WebAuth 3.5.5 Announcement
The ITS WebAuth team is pleased to announce Stanford WebAuth 3.5.5. This release fixes an environment handling bug in mod_webauthldap and improves cookie and Shibboleth handling in WebLogin.
For documentation and downloads of WebAuth 3.5.5, see:
We have not yet updated the Red Hat and Solaris builds.
The user-visible changes in this release are:
Check for browser cookies on the first page visit to WebLogin via a redirect and show an error immediately if the user doesn't have cookies enabled. This works correctly in the presence of Apache authentication.
There is a new template variable, err_cookies_disabled, for the error template, indicating that the user doesn't have cookies enabled. Old templates are supported but won't offer as nice of an error message. The err_cookies parameter to the login template is no longer used.

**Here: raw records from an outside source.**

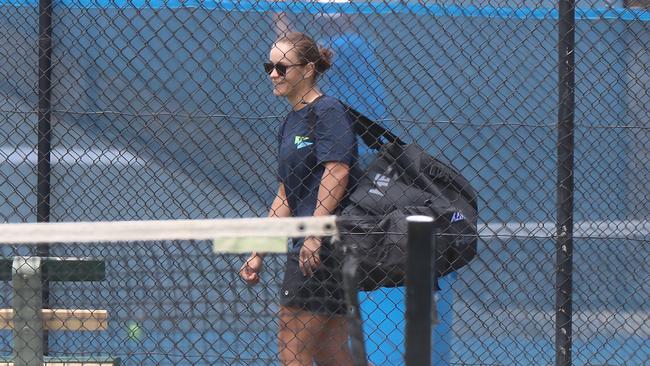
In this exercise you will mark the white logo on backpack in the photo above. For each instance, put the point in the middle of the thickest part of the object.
(379, 181)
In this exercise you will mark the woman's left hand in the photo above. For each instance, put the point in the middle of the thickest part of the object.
(310, 255)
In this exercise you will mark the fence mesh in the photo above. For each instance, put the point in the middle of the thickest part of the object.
(161, 109)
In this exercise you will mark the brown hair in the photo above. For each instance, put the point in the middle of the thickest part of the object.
(308, 51)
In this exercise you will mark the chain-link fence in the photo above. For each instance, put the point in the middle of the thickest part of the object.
(161, 109)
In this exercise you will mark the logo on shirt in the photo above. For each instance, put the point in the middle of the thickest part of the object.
(457, 216)
(302, 141)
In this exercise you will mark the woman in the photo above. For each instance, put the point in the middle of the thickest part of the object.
(315, 163)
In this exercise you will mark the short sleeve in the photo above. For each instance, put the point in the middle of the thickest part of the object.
(335, 138)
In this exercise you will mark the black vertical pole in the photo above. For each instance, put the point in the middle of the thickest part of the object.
(419, 291)
(564, 244)
(44, 134)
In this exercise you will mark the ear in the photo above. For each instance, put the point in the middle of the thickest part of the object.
(311, 70)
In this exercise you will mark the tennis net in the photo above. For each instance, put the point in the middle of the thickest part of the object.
(167, 292)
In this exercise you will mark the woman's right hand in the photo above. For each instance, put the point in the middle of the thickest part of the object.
(250, 270)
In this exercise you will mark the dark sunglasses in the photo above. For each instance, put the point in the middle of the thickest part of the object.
(281, 68)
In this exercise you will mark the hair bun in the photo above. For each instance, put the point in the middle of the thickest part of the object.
(325, 60)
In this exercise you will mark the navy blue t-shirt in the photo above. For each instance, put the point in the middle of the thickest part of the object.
(303, 150)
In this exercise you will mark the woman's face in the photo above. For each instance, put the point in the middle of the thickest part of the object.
(294, 81)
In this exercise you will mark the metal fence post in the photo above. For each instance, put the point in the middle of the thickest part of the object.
(564, 227)
(419, 291)
(43, 188)
(28, 322)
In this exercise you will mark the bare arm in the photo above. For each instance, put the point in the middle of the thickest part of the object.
(280, 206)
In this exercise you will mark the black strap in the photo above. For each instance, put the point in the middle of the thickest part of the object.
(371, 132)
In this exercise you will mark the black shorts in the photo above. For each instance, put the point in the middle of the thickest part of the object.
(321, 293)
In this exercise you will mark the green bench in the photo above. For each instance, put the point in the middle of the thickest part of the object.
(29, 320)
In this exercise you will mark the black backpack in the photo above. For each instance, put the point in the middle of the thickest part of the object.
(403, 180)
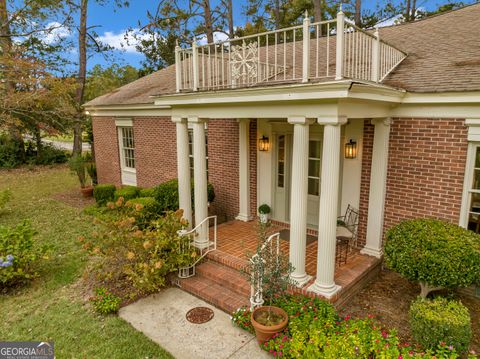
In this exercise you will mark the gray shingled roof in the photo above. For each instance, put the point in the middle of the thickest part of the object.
(443, 55)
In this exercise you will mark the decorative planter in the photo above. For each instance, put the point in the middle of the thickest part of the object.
(264, 332)
(87, 191)
(263, 217)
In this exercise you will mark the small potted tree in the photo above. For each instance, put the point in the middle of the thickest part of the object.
(270, 277)
(264, 210)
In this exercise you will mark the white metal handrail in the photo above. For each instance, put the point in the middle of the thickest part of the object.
(204, 247)
(256, 288)
(298, 53)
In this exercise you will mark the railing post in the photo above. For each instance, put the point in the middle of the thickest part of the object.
(376, 57)
(340, 46)
(178, 67)
(195, 65)
(306, 48)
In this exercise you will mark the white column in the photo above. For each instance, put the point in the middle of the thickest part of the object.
(299, 199)
(378, 187)
(183, 169)
(200, 180)
(327, 224)
(244, 170)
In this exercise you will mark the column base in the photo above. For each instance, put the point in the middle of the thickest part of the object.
(301, 279)
(243, 217)
(374, 252)
(325, 291)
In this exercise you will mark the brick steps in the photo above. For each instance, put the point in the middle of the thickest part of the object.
(224, 287)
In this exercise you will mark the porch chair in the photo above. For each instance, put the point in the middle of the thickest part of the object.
(347, 226)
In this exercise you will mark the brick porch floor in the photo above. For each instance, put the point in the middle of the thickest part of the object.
(237, 239)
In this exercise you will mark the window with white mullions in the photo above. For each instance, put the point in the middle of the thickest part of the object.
(128, 147)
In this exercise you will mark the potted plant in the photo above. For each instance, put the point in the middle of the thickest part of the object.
(270, 277)
(264, 210)
(78, 165)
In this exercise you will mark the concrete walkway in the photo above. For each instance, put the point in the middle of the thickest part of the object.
(161, 317)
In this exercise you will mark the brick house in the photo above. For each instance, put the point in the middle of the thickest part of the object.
(387, 122)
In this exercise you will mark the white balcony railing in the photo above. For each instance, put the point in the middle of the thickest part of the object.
(308, 52)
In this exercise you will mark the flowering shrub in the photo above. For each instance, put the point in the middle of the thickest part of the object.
(241, 318)
(18, 254)
(105, 302)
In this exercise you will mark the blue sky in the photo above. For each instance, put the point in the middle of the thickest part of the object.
(113, 23)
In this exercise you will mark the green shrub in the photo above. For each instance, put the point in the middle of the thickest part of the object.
(440, 320)
(166, 195)
(105, 302)
(147, 210)
(18, 254)
(138, 260)
(127, 192)
(434, 253)
(147, 192)
(103, 193)
(5, 196)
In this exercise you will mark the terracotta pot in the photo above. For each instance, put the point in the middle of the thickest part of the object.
(87, 191)
(264, 332)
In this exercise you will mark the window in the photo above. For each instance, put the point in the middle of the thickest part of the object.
(474, 195)
(127, 147)
(190, 149)
(281, 162)
(314, 163)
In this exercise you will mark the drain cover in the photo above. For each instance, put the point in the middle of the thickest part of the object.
(199, 315)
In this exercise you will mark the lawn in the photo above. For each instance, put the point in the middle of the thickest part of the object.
(53, 307)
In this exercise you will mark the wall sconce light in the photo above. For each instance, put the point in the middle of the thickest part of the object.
(263, 144)
(351, 149)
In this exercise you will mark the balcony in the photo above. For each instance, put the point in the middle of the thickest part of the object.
(311, 52)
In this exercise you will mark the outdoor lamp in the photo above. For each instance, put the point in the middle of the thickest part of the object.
(351, 149)
(263, 144)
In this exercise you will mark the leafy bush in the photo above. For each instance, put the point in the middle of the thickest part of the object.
(166, 195)
(127, 192)
(147, 192)
(105, 302)
(137, 260)
(5, 196)
(18, 254)
(103, 193)
(435, 253)
(440, 320)
(146, 210)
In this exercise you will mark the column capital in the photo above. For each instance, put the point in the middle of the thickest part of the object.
(332, 121)
(299, 120)
(179, 119)
(196, 119)
(381, 121)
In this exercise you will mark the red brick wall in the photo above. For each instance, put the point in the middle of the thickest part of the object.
(155, 150)
(425, 170)
(106, 150)
(223, 171)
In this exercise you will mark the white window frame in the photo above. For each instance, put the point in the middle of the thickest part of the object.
(473, 144)
(128, 174)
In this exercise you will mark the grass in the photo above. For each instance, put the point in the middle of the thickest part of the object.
(53, 308)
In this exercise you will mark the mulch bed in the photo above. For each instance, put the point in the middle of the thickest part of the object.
(74, 198)
(388, 298)
(199, 315)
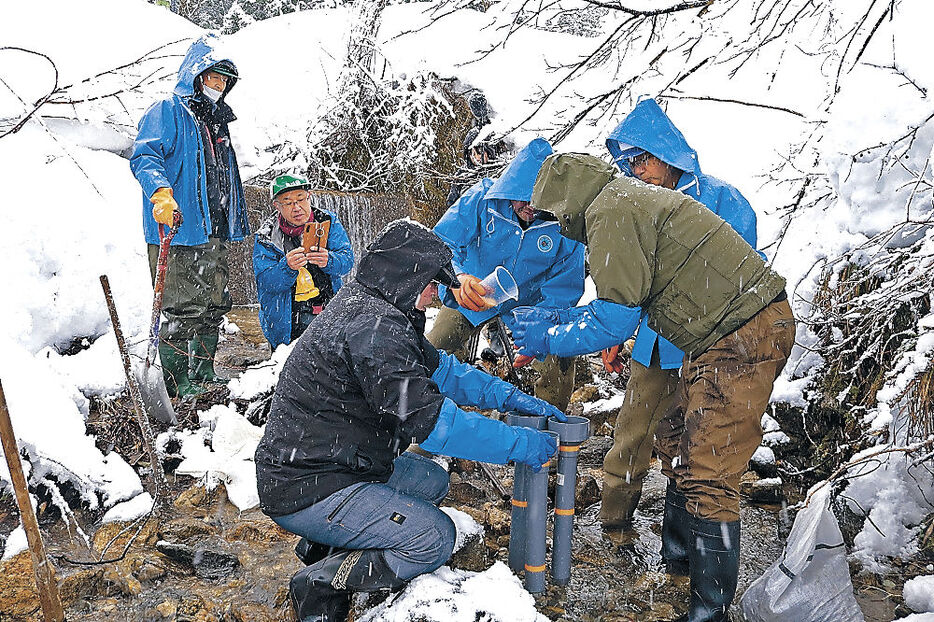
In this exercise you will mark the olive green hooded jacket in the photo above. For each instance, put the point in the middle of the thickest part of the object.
(649, 247)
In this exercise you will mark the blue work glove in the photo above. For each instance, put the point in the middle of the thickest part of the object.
(528, 405)
(533, 448)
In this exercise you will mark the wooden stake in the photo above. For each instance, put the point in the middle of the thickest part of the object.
(161, 493)
(45, 573)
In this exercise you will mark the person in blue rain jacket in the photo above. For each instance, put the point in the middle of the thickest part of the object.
(647, 145)
(294, 286)
(185, 164)
(492, 224)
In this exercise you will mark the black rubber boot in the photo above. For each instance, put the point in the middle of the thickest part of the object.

Thanks to Joachim Keltsch for the patch.
Fix memory allocation in mod_webauthldap for the Kerberos ticket cache environment variable to use persistant rather than pool memory. Fixes occasional segfaults in mod_php.
Improve extraction of return URLs for user-friendly display when doing authentication for a Shibboleth IdP. Thanks, Robert Basch.
Show the correct pretty Shibboleth return URL when redisplaying the confirmation page. Thanks, Robert Basch.